Research Information System
15th International Conference on Myasthenia and Related Disorders, The Hague, Netherlands, 13 - 15 May 2025, (Unpublished)
INTRODUCTION: In MuSK myasthenia gravis, pathogenic IgG4 autoantibodies targeting MuSK are strongly linked to IL-4 signaling, which drives class switching to IgG4 and influences B cell activation. IL-4Ra, a pivotal component of IL-4 and IL-13 signaling, plays essential roles in B cell activation, IgG isotype switching, and antibody production. IL-4 drives class switching to IgG4 and IgE, enhances antigen presentation by upregulating MHC class II and CD23 on B cells, and facilitates the differentiation of plasma cells that secrete antibodies. Given the critical role of IL-4Ra signaling in autoimmune processes, we sought to determine whether silencing IL-4Ra could influence disease severity in experimental autoimmune myasthenia gravis (EAMG).
OBJECTIVE: To assess the effects of IL-4Ra silencing on disease progression, IgG isotype distribution, and immune responses in MuSK-induced EAMG.
METHODS: C57BL/6 mice were subcutaneously immunized with MuSK antigen on days 0 and 28 to induce EAMG. They were subsequently treated with lentiviral particle-delivered IL-4Ra shRNA, scrambled shRNA, or left untreated. Disease progression was monitored using clinical scoring, body weight measurements, and grip strength assessments. ELISA quantified serum IgG subclasses to assess isotype switching effects. NMJ integrity was evaluated via immunofluorescence staining, while flow cytometry analyzed immune cell populations and inflammatory responses.
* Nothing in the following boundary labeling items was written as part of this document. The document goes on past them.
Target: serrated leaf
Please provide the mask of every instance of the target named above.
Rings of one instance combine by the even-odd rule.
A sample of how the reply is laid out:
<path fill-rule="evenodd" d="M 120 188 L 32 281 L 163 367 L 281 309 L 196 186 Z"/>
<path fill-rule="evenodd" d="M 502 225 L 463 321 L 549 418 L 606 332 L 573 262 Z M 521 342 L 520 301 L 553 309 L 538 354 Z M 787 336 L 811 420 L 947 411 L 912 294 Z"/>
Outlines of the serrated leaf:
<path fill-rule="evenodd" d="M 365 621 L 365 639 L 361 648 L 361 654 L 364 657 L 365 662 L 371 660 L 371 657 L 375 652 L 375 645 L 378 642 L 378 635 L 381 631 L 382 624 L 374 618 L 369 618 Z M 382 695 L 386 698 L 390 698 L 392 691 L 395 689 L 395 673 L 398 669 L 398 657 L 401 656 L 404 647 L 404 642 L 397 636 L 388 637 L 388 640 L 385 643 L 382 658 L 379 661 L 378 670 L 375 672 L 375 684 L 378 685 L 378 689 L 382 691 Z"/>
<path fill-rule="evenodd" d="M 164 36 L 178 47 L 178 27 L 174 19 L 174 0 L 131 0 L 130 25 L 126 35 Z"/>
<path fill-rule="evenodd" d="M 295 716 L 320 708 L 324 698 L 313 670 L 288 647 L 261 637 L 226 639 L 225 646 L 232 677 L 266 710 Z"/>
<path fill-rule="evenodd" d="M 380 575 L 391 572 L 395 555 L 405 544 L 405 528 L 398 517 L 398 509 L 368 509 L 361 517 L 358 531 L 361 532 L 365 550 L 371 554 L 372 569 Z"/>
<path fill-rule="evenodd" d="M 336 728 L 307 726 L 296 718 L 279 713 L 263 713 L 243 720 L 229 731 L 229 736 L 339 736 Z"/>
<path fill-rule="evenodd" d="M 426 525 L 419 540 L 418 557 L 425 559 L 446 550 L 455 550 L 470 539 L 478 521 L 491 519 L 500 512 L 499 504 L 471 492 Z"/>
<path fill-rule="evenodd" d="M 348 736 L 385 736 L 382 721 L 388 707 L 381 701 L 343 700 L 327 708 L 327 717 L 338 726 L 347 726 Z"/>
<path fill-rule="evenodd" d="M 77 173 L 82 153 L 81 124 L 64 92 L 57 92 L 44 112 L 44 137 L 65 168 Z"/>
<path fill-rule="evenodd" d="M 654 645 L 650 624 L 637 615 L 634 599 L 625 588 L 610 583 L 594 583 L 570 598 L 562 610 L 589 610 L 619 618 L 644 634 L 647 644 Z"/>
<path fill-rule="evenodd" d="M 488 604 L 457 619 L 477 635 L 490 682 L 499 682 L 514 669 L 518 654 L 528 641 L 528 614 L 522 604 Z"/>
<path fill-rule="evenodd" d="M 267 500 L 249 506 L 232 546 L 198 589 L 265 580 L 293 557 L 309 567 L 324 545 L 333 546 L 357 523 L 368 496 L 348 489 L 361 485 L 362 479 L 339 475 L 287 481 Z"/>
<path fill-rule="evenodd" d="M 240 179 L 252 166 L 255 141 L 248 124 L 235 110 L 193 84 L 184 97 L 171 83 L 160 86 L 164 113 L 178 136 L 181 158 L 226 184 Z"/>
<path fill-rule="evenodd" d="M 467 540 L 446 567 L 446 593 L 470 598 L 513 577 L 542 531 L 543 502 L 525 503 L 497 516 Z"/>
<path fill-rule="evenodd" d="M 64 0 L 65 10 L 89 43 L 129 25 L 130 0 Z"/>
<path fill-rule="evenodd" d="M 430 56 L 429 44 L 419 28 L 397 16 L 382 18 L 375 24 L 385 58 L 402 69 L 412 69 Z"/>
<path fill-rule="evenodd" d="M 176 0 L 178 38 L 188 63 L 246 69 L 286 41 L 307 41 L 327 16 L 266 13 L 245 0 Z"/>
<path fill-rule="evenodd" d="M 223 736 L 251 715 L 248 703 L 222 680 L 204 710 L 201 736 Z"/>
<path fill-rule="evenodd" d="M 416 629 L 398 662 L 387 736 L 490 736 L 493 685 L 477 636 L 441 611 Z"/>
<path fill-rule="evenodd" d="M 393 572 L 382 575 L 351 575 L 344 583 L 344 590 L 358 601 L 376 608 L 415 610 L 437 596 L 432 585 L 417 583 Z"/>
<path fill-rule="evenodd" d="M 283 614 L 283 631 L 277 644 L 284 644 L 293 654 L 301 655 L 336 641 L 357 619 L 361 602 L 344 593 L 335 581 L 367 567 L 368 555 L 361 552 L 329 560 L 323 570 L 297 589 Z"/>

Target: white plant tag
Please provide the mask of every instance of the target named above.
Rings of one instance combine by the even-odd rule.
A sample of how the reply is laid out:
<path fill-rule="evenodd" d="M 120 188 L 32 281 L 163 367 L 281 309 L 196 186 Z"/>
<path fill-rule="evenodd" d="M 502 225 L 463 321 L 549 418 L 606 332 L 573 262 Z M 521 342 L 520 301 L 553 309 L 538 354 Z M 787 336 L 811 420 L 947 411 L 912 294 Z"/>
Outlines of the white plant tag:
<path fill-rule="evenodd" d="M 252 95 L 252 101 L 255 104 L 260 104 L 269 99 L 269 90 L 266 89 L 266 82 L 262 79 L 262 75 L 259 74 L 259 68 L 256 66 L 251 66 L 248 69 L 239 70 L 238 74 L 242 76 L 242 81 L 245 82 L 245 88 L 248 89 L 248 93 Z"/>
RESULTS: IL-4Ra silencing significantly reduced disease severity, stabilized grip strength, and prevented excessive weight loss. ELISA analysis revealed elevated MuSK-specific IgG autoantibodies in immunized but untreated mice, whereas IL-4Ra shRNA treatment resulted in a reduction of IgG levels. Muscle immunofluorescence staining and Flow cytometry studies indicated alterations in B cell activation and changes in immune cell populations in response to IL-4Ra shRNA treatment. Ongoing studies, including the CFSE-based proliferation assay, are being conducted to further investigate the effects on lymph node cell dynamics.
SUMMARY/CONCLUSION: Preliminary results indicate that IL-4Ra may play a significant role in modulating B cell responses and antibody production in MG. IL-4Ra silencing appears to reduce disease severity, potentially through the modulation of IgG isotype switching. Targeting IL-4Ra could hold promise as a therapeutic approach for MG, though further studies are needed to confirm these findings.
DISCLOSURES: The authors have no conflicts of interest.